Juga, Imam Abu Ishaq asy-Syirazi ra, salah seorang dari madzab syafi'i yang hidup pada abad ke-5 hijriah.
Setiap kali dia hendak mengucapkan kata-kata atau memberikan pelajaran. Dia senantiasa mengawalinya dengan shalat sunnah dua rakaat, dan berdoa semoga amalnya diterima-Nya.
Dan, tak kalah wira'i-nya, yaitu Imam Abul Faraj Ibnul Jauzi ra, jika hendak berceramah di depan masyarakat. Dia terlebih dahulu membenamkan mukanya di tanah. Lalu, ia menangis ketakutan, seraya berguman, "Wahai Rabb-ku, hapuslah kesalahanku dan terimalah amalku."

Inilah Ciri Kita
Ciri seorang ahlus sunnah wal jama'ah adalah sikap mental ikhlas-nya. Mengerjakan apa saja selalu disandarkan kepada-Nya. Tidak mengharapkan apa pun melainkan mendapatkan keridlaan-Nya.
Keikhlasan telah menjadi keyakinan hidupnya, bahwa seorang hamba Allah akan menjadi bahagia, mulia, dan penuh keutamaan manakala di dalam dirinya telah tertanam sikap mental ikhlas.
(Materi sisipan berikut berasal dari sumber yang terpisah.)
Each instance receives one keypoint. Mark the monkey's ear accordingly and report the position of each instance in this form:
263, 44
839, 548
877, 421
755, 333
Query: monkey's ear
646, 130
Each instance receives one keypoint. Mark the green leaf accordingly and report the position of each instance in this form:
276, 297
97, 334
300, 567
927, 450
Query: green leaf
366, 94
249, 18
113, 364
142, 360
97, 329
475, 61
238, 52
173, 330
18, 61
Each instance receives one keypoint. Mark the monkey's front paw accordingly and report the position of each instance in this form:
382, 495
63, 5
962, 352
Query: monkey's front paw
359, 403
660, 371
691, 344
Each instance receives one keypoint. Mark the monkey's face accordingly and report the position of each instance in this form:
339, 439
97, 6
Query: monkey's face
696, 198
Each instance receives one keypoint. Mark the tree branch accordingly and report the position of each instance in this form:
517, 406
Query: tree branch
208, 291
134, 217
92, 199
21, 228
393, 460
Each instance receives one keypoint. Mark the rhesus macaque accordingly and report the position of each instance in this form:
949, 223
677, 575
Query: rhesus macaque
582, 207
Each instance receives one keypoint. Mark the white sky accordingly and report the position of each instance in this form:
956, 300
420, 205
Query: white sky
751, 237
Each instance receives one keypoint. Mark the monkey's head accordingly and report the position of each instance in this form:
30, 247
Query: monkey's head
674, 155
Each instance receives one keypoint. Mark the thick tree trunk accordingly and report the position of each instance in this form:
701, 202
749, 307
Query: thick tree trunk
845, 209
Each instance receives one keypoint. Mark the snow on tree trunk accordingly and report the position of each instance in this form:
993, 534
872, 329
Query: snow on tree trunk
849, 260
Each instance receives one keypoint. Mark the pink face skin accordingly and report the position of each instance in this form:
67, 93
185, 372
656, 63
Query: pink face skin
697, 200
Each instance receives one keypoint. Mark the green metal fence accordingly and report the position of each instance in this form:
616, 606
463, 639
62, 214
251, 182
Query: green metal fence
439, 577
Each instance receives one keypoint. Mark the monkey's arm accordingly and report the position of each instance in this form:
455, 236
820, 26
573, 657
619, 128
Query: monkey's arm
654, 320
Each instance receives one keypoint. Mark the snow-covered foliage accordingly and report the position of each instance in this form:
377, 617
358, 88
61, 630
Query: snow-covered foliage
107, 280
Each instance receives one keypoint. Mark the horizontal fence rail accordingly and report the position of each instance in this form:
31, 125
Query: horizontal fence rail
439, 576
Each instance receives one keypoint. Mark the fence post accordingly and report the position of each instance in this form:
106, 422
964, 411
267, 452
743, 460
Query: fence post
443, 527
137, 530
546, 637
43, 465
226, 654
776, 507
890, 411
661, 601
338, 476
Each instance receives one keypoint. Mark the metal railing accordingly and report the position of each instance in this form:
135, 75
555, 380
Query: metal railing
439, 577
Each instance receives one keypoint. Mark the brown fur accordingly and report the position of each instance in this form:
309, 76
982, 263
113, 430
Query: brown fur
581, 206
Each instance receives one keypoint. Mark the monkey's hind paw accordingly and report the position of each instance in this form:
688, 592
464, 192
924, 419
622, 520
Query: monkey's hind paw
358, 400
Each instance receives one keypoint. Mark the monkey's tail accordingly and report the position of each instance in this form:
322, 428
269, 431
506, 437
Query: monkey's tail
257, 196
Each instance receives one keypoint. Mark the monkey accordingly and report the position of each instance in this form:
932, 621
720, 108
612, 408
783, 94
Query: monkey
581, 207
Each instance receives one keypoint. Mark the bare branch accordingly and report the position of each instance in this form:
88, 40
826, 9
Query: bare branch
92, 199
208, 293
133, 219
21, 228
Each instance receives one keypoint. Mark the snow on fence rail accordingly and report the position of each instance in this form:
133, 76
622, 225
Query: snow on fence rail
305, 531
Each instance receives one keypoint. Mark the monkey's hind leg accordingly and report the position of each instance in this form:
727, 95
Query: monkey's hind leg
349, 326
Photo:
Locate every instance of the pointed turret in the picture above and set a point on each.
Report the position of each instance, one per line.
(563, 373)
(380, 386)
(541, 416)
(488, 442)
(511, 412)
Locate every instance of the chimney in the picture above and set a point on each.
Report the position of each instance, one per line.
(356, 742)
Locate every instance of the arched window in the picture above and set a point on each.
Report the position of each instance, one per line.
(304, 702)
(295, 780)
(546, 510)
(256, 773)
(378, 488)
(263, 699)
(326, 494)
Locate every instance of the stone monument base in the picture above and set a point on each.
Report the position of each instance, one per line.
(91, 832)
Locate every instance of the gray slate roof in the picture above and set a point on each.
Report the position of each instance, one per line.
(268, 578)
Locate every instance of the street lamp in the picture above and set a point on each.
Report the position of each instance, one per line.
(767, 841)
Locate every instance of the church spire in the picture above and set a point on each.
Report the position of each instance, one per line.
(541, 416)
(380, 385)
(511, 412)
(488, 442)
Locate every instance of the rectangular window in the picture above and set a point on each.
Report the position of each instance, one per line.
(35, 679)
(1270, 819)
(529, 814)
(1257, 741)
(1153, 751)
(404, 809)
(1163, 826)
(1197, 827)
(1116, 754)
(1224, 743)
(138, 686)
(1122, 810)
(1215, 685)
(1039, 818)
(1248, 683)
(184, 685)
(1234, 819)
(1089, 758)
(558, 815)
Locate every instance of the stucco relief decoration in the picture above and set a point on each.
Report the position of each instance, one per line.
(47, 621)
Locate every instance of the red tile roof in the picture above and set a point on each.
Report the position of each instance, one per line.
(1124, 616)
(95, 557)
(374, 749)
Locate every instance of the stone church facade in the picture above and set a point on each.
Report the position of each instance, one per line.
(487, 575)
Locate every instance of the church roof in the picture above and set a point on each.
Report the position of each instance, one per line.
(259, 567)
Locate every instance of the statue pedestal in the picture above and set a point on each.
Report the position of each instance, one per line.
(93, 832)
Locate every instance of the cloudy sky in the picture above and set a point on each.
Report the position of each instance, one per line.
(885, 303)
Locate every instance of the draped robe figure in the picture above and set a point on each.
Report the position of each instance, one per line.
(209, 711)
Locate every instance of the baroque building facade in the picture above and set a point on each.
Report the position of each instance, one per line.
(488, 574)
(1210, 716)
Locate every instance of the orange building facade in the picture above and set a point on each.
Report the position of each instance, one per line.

Baginya dirinya akan mendapatkan sebuah kemerdekaan yang hakiki di kehidupan ini, jika di kehidupan kesehariannya ia telah berperilaku dengan ikhlas.

Hanya Mengharap Pahala-Nya
Sikap mental ikhlas itu, adalah jika kita hanya mengharapkan mendapatkan ridla-Nya. Tidak bergantung kepada sesuatu makhluk-Nya. Sehingga bagi seorang mukhlis, tidak penting lagi perbuatannya itu dilakukan di tengah-tengah keramaian makhluk maupun dalam kesendiriannya.
Menunaikan shalat jama'ah terasa dalam keadaan sendirian. Sebaliknya, menunaikan shalat sendirian terasa diawasi oleh banyak mata.
Dalam setiap aktifitas, termasuk aktifitas ibadahnya, seorang mukhlis hanya berharap apa-apa yang telah dilakukan, yang sedang dilakukan, dan yang akan dilakukan diterima-Nya. Dan, di dalam dirinya terbebas dari sikap pamer (riyâ`) dan mencari populeristas (sum'ah).
Sikap mental ikhlas akan membuahkan segenap budi pekerti yang mulia (akhlâqul karîmah) dan tatakrama yang terpilih (adâbul musthafawiah). Dan, untuk memiliki tidak cukup hanya banyak mempelajarinya, atau membahasnya. Akan tetapi sikap mental ikhlas harus dilatih dan terus dilakukan.
Tanpa banyak praktek dan kerja keras untuk mengamalkannya, mustahil kita akan memiliki sikap mental ikhlas. Dikarenakan, semakin dunia mendekati Hari Kiamat, setan dan iblis semakin berpengalaman untuk menaklukkan kaum muslimin mukmin.
Mereka tidak pernah mati. Sementara, ulama ahli khusyuk hampir setiap saat sudah banyak yang wafat, dan Allah swt tidak pernah menggantinya. Sebab, memang Allah telah mengambilnya satu per satu.
Adapun orang medern dan kaum muta'akhirin sangat malas mempelajari ilmu khusyuk. Praktis mereka pasti dengan mudah akan dapat dikalahkan dengan setan dan iblis.
Rupa-rupanya peradaban modern memang telah di-setting oleh Barat dan zionisme, agar sikap mental ikhlas benar-benar jauh dari kehidupan keseharian umat Islam (Ahmad Syalabi: 2006).
Guna mendapatkan sikap mental ikhlas. Di samping kita harus sesering mungkin berkumpul dengan kaum mukhlisin, marilah renungkan juga sabda Nabi saw,

"Orang yang pertama kali dijilat oleh api neraka, ada 3 golongan manusia. Yaitu: Pertama, adalah orang yang membaca al-qur`an. Allah bertanya kepadanya, "Aku telah membacakan al-qur`an kepadamu, dan Aku telah mengajarkan ilmu kepadamu. Lalu, apa yang kamu perbuat dengannya?"
Dia menjawab, "Wahai Rabb-ku, saya telah mengajari orang-orang bodoh."
Allah menjawab,"Kamu berbohong." Malaikat juga akan memberikan kesaksian, mereka menjawab, "Kamu berbohong."
Kemudian, Allah swt berfirman kepada orang tersebut, "Sesungguhnya kamu menuntut ilmu supaya kamu dikatakan sebagai orang pandai, dan kamu sudah memperolehnya. Seretlah orang ini ke dalam api neraka." Lalu, dia pun digiring ke dalam api neraka. Begitu juga dengan orang kaya dan pemberani yang tidak ikhlas dalam melakukan setiap aktifitasnya" (Hr.Muslim, Ahmad, dan Tirmidzi).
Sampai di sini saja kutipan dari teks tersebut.